オーム真理教の浅原彰晃教祖ら幹部7人が一挙に処刑されてから、昨日で4日が経ちました。この間、メディアを通じて学者や作家、評論家、法曹関係者など様々な立場のかたのいろいろな発言が伝えられています。
いちいちこれらの発言をていねいに読んだわけではないのですが、強くGGIの印象に残ったのは昨日7月10日の朝日新聞に掲載されていた「精神世界 無関心な私たち / オウム事件、言葉にする努力を放棄」と題された作家の高村薫氏の一文です。冒頭の一文は以下のとおりです。

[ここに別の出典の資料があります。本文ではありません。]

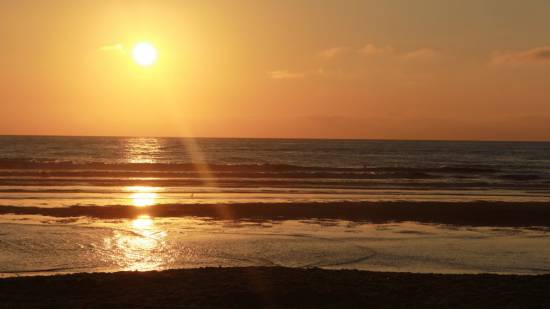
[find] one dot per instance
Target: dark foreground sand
(276, 287)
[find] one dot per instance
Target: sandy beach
(525, 214)
(275, 287)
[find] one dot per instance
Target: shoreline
(275, 287)
(498, 214)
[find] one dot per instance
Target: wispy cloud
(285, 74)
(334, 52)
(119, 48)
(421, 54)
(373, 50)
(535, 55)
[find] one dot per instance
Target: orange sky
(397, 69)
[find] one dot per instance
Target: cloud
(373, 50)
(418, 54)
(535, 55)
(285, 74)
(119, 48)
(334, 52)
(421, 54)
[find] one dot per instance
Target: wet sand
(275, 287)
(511, 214)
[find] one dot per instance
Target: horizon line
(287, 138)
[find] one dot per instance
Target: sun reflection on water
(143, 196)
(141, 248)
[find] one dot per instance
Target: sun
(144, 54)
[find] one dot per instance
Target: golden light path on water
(140, 244)
(140, 248)
(142, 196)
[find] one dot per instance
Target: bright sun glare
(144, 54)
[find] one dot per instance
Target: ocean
(96, 204)
(67, 171)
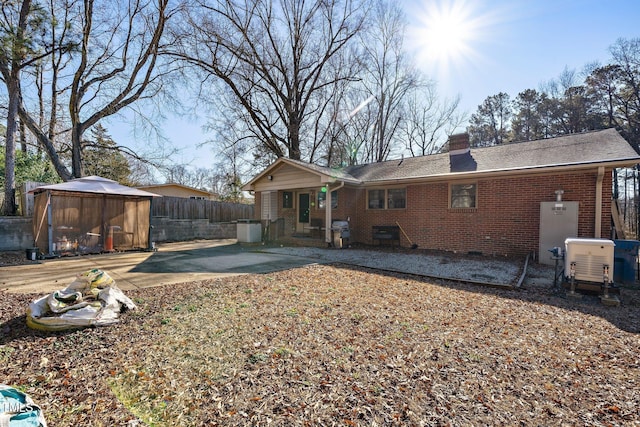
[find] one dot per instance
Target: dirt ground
(335, 345)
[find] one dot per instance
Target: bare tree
(389, 76)
(274, 58)
(116, 64)
(429, 122)
(490, 124)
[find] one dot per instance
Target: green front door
(303, 208)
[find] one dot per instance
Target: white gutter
(598, 224)
(327, 212)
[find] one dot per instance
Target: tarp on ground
(92, 299)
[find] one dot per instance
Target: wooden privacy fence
(181, 208)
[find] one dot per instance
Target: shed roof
(176, 185)
(97, 185)
(571, 151)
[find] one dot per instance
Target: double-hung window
(463, 196)
(391, 198)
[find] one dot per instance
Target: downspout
(598, 224)
(327, 213)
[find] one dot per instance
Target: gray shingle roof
(589, 148)
(604, 146)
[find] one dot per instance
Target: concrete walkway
(172, 263)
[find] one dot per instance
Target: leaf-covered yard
(335, 345)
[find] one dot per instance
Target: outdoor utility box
(558, 221)
(626, 261)
(249, 231)
(590, 257)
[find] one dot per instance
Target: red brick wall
(505, 222)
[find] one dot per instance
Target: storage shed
(90, 215)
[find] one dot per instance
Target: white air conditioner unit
(590, 257)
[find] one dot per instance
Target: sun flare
(445, 31)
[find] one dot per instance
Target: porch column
(327, 216)
(598, 219)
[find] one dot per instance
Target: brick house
(484, 200)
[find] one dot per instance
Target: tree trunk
(76, 151)
(9, 205)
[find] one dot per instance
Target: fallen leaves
(335, 345)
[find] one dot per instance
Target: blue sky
(513, 45)
(493, 46)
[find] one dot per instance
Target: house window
(322, 197)
(376, 199)
(393, 198)
(287, 199)
(463, 196)
(396, 198)
(269, 209)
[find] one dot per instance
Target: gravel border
(482, 270)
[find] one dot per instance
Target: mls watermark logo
(16, 408)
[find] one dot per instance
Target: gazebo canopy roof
(96, 185)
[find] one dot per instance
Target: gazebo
(90, 215)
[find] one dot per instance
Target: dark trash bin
(626, 261)
(32, 254)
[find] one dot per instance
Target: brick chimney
(458, 144)
(460, 158)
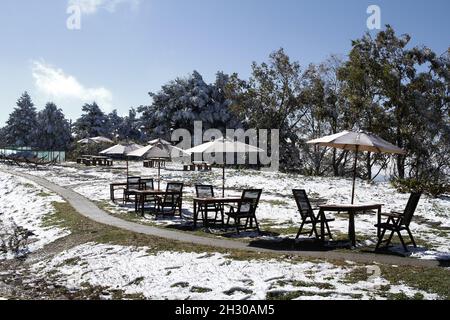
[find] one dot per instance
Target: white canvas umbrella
(160, 151)
(357, 141)
(224, 146)
(95, 140)
(121, 150)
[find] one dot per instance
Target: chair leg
(402, 241)
(329, 231)
(257, 224)
(411, 237)
(300, 230)
(380, 240)
(390, 238)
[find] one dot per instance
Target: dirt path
(88, 209)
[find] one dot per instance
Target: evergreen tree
(92, 123)
(185, 100)
(53, 129)
(129, 128)
(114, 122)
(20, 130)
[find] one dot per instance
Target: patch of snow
(172, 275)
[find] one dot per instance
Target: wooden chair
(148, 184)
(307, 214)
(133, 183)
(399, 221)
(246, 209)
(207, 191)
(172, 201)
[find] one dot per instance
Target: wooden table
(208, 201)
(141, 195)
(352, 210)
(113, 186)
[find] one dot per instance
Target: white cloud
(93, 6)
(60, 87)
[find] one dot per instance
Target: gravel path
(88, 209)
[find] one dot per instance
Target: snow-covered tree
(185, 100)
(114, 122)
(20, 130)
(129, 129)
(53, 129)
(92, 123)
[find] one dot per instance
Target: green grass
(432, 280)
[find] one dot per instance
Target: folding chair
(171, 201)
(207, 191)
(399, 221)
(307, 214)
(246, 210)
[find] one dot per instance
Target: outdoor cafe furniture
(307, 214)
(113, 187)
(171, 199)
(133, 184)
(200, 202)
(153, 163)
(198, 165)
(207, 191)
(352, 210)
(246, 210)
(397, 222)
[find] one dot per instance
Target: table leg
(322, 225)
(379, 222)
(142, 201)
(351, 228)
(195, 214)
(136, 202)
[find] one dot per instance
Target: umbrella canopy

「たとえ凄惨な無差別テロを引き起こしたカルト集団の幹部たちであっても、いざ七名も一度に死刑が執行されてみれば、さすがに気持ちがふさぐ」
正直な感想だと思います。死刑に賛成であっても反対であっても、このたびの執行、多くの方々はなんとも表現のしようがない重苦しい気分になったのではないでせうか・・・
GGIは死刑に反対しています。しかし、ヘンな言い方になりますが、これまで年に一度か二度、一度に一人か、あるいは別々の拘置所で二人、死刑が執行されたことを知ったときには、正直申しまして「またか・・・いつまでやるつもりなんだ、死刑廃止行進国のこの日本は・・・」とうんざりしたやり切れない気分になることはあっても、このたびのように、これほどまでに重苦しい気分になることはありませんでした。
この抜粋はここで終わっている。